Krótkie uzasadnienie?
Iza
Ze względu na szatę językową, ze względu
na wiele trafnych sformułowań i - nawiazując do tego
co powiedziałaś, że wiele stron opisów kaca przebija
frazę Pilcha, z czym się zgadzam - miałam
wrażenie, że pojawił się w polskiej prozie
ktoś nowy, kto potrafi dobrze pisać.
Zosia
Polecam bardzo książkę może przed albo po
lekturze historycznej książki Davisa o Wrocławiu,
jako uzupełnienie lektury, aby tak bardziej ze strony ludzkiej
wniknąć w atmosferę miasta.
Renia
Jest wiele aspektów, dla których ta książka mi się
podobała. Podobało mi się bogactwo języka autora,
jego erudycja, znajomość historii i to, że
potrafił to tak zajmująco przedstawić, ale
wróciłabym w pierwszym rzędzie do tego genialnego
pomysłu i ciekawa byłabym, jak odebrali to czytelnicy,
może ktoś podzieli się ze mną refleksją
pod tym względem.
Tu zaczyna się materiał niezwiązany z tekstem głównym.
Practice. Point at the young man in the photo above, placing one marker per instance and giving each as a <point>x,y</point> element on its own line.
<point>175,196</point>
A poza tym mamy mało powieści
kryminalnych w Polsce - pomijając już to, że jest to
dobra książka, jest to dobra powieść
detektywistyczna i z tego względu też warto ją
przeczytać.
Grażyna
Niezależnie od tego, że jest to dobry kryminał,
polecam tę książkę przede wszystkim dlatego,
że autor potrafi pięknie malować słowem. Te
knajpki, ulice, te golonki chrupiące, te piwa pieniste, ten
detektyw, który językiem bada dziurę w zębie
słuchając wywodów szefa, to są scenki napisane tak
soczystym, mięsistym językiem, że natychmiast pojawia
się odpowiedni obraz, a nawet dźwięk i smak.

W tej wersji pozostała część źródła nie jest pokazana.